I am working with a postgres database. The database files are located in a folder which is a shared volume between my computer and a postgres container. My question is if it would be correct to version that folder with dvc.
If the folder is called database it would be to do
dvc add database
and from there make new versions as I add entries.
Is this a correct use of DVC or should I do something else?
I have only seen examples where data is versioned: images, etc.
Thank you very much
Hi, what is inside database folder? If you are talking about files, then you can
dvc add database, although I’d not suggest using a shared volume with postgres.
If your goal is to track a database table, we are working on implementing
dvc import-db command that can snapshot your database table (or, any SQL queries) to a csv/json format.
For that, you’ll need a very latest dvc version, and set connection string in the config.

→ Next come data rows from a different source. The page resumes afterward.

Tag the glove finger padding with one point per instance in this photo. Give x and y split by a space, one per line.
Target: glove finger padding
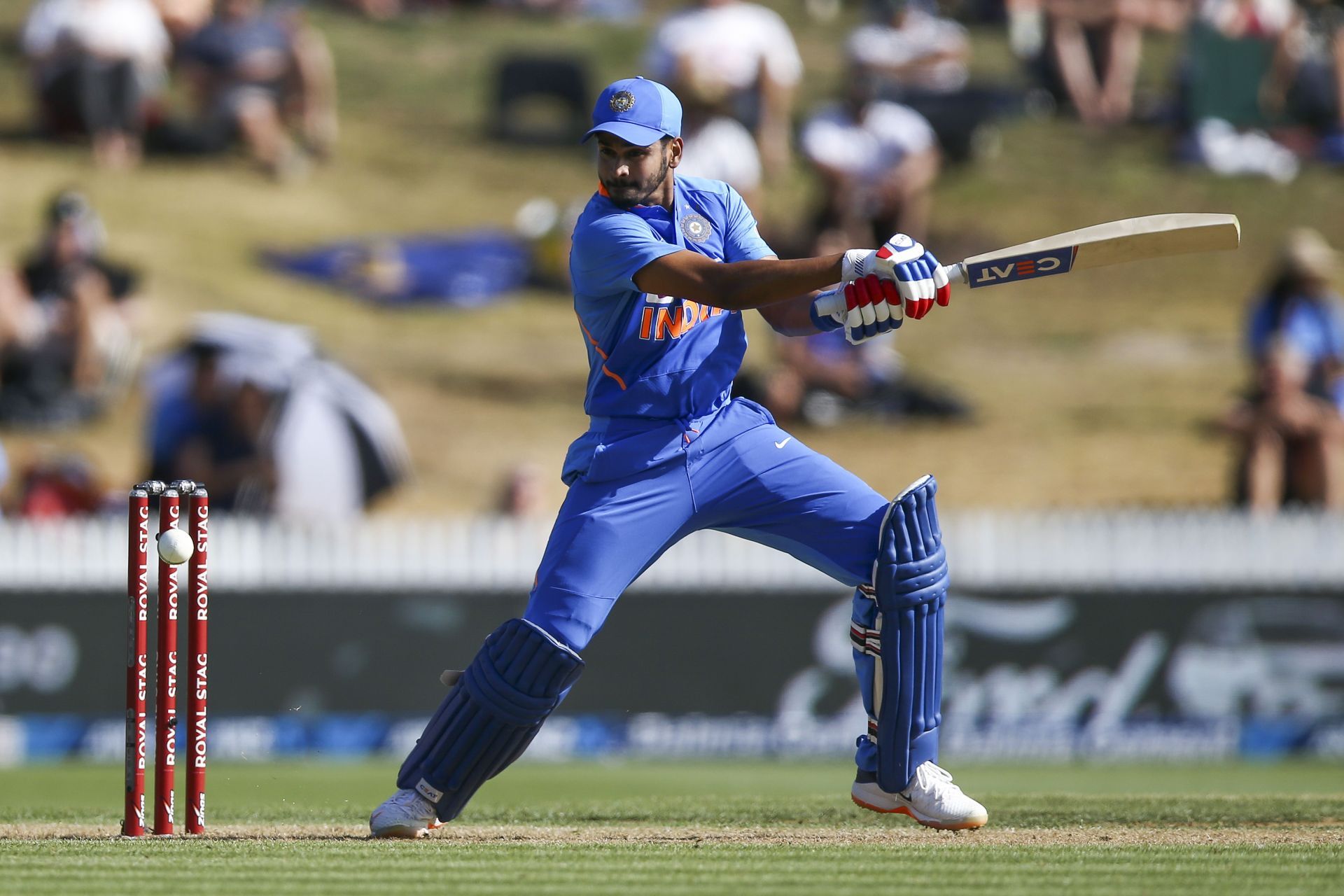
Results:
941 282
891 298
862 320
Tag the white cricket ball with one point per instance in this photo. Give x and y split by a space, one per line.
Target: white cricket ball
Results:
175 546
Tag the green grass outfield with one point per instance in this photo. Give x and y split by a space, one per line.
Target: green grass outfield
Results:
694 828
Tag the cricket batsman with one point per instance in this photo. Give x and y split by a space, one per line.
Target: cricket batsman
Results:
663 269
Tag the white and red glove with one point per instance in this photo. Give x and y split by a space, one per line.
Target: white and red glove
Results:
920 277
873 305
872 276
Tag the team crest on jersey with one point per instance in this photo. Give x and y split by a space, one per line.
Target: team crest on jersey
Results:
696 229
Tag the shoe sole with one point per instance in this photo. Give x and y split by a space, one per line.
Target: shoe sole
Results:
926 822
403 832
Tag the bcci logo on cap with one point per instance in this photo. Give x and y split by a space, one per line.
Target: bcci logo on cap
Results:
696 229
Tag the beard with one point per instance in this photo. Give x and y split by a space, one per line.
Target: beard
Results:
628 194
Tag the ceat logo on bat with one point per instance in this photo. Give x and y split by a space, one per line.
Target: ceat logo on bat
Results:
1002 270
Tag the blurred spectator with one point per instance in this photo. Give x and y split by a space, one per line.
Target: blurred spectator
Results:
523 493
1092 57
878 162
720 147
94 65
824 381
251 409
1316 94
920 59
913 49
1292 429
1237 70
739 52
66 336
55 488
257 76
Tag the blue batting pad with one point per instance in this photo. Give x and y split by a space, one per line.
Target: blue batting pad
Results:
491 715
910 589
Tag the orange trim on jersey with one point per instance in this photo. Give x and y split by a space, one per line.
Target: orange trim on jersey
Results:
596 347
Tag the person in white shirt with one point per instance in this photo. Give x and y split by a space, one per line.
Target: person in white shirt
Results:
741 52
720 147
94 64
913 49
878 162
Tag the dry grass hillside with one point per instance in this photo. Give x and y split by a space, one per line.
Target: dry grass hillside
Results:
1092 388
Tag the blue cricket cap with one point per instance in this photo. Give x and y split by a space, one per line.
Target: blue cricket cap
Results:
638 111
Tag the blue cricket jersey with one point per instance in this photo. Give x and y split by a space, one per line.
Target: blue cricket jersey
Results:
656 360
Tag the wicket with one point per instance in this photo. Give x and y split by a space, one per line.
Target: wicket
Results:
166 666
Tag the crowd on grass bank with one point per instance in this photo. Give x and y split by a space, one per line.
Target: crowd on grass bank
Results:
1256 92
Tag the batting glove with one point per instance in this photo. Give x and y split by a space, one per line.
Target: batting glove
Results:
920 279
873 307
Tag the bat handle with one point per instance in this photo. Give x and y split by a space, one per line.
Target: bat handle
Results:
834 302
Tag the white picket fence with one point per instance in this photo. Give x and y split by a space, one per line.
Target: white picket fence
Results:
988 550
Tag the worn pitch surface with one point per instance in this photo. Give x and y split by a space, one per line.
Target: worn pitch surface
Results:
694 828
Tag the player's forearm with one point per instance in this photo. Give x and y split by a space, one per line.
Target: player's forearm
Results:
792 317
757 284
738 285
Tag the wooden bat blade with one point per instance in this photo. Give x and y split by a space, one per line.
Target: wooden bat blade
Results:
1120 241
1100 245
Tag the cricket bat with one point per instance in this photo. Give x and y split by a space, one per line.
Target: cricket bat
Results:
1120 241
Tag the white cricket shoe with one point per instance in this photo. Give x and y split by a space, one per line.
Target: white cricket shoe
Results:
932 799
403 814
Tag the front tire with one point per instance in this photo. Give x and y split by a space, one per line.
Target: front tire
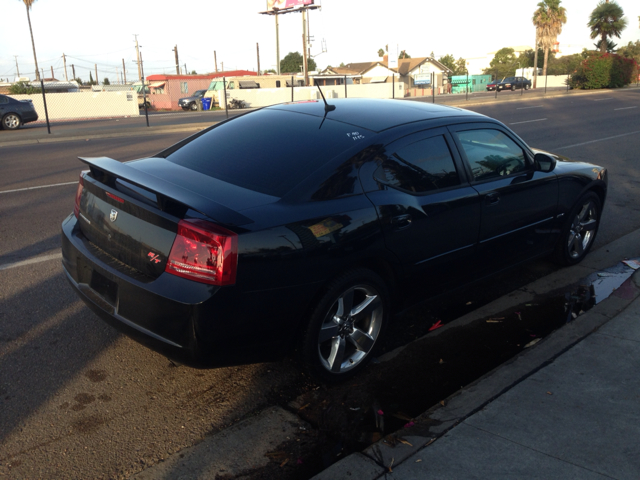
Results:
345 326
11 121
579 231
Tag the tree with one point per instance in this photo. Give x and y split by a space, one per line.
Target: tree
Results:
292 63
503 64
23 88
548 20
609 48
28 4
606 21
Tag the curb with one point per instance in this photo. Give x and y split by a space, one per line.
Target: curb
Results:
378 459
190 127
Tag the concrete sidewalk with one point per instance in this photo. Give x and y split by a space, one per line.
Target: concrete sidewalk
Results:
575 417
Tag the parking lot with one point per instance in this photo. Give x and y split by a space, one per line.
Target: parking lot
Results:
80 401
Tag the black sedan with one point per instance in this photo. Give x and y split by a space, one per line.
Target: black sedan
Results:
510 83
303 226
14 113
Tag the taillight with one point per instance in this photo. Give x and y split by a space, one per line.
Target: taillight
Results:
204 252
76 208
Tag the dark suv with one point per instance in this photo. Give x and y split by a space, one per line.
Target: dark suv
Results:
191 103
14 113
510 83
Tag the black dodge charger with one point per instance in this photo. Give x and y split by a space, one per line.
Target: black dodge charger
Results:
303 226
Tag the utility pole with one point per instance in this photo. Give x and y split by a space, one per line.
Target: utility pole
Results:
304 46
64 60
258 53
175 50
137 56
277 44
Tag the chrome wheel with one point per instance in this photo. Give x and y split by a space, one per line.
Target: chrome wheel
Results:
11 121
582 230
350 329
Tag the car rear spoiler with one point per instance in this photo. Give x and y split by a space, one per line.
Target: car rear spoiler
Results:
165 190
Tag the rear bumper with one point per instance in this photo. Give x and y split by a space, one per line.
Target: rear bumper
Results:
196 324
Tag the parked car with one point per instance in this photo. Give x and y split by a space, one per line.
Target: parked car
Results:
14 113
191 103
510 83
220 251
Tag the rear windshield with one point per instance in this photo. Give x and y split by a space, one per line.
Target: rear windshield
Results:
268 151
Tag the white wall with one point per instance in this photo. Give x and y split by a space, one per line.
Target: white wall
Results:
262 97
552 81
77 105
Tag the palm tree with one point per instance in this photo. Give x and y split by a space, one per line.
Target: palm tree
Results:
28 4
548 20
606 21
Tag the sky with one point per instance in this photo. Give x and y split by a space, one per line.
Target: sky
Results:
102 33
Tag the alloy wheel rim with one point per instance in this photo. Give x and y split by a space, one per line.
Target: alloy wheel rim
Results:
350 329
582 230
11 121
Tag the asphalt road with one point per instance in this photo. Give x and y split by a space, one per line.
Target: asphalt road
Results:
77 400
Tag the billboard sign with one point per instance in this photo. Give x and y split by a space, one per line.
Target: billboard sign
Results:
422 79
285 4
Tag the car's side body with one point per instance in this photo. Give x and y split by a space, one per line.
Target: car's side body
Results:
14 113
345 213
191 103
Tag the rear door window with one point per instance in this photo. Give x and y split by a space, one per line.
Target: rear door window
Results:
420 167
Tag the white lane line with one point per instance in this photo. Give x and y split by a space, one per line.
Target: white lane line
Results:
45 258
599 140
529 121
35 188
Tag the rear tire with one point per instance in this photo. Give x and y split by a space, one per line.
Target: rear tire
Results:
11 121
346 325
579 230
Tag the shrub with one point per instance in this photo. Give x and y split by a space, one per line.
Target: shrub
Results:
604 71
23 88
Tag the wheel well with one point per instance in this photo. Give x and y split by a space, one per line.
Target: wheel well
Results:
599 190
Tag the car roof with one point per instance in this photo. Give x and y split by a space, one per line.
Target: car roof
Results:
374 114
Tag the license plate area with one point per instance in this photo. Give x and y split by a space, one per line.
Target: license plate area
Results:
106 288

dvc config db.pgsql.url postgresql://<hostname>:<port>/<db_name>
dvc config --local db.pgsql.user <user>
dvc config --local db.pgsql.password <password>
Then, you can materialize in
dvc with following, which will create a
dvc import-db --sql "select * from Table" --conn pgsql
You can then depend on it in your pipelines. Note that this is very experimental, and can change in the future. Please give feedback or create an issue for bugs/feature-requests.
thank you for the quick response. Inside the folder are the files generated by the docker container (pg_serial, pg_subtrans, etc.). The modification of the database is done with sqlalchemy. My idea is to track the whole database as a whole. I am in a project where records are added to all tables periodically, for example, every 3 months. I would like to generate a version every time records are added and have a reference point of the content of those tables at that instant of time.
Why do you say it is not optimal to do the dvc add if it is a shared volume of desserts?
Does the suggestion you gave me at the end make sense in my scenario?
Hi. You can version anything with DVC, nothing restricts you to do that. But, DVC’s goal is to version your datasets, and connect that datasets to your outputs (e.g.: models) via pipelines.
Tracking a random blob does not give you a visibility into your pipelines. Whereas, dvc allows you to periodically snapshot your database, and use that in your training. (you can run
dvc update when you want to update to a newer version of your database).
You cannot consume that
database directory in your pipelines, either. Could you please elaborate what you are trying to do with DVC?
(If you are looking for purely database versioning. I am sure there are better ways to backup and version them.)
What I want to do is just versioning. I don’t mind that I can’t add it to pipelines. I just want to have reference points in case I want to go back at some point or want to test something with the database at some specific point (version).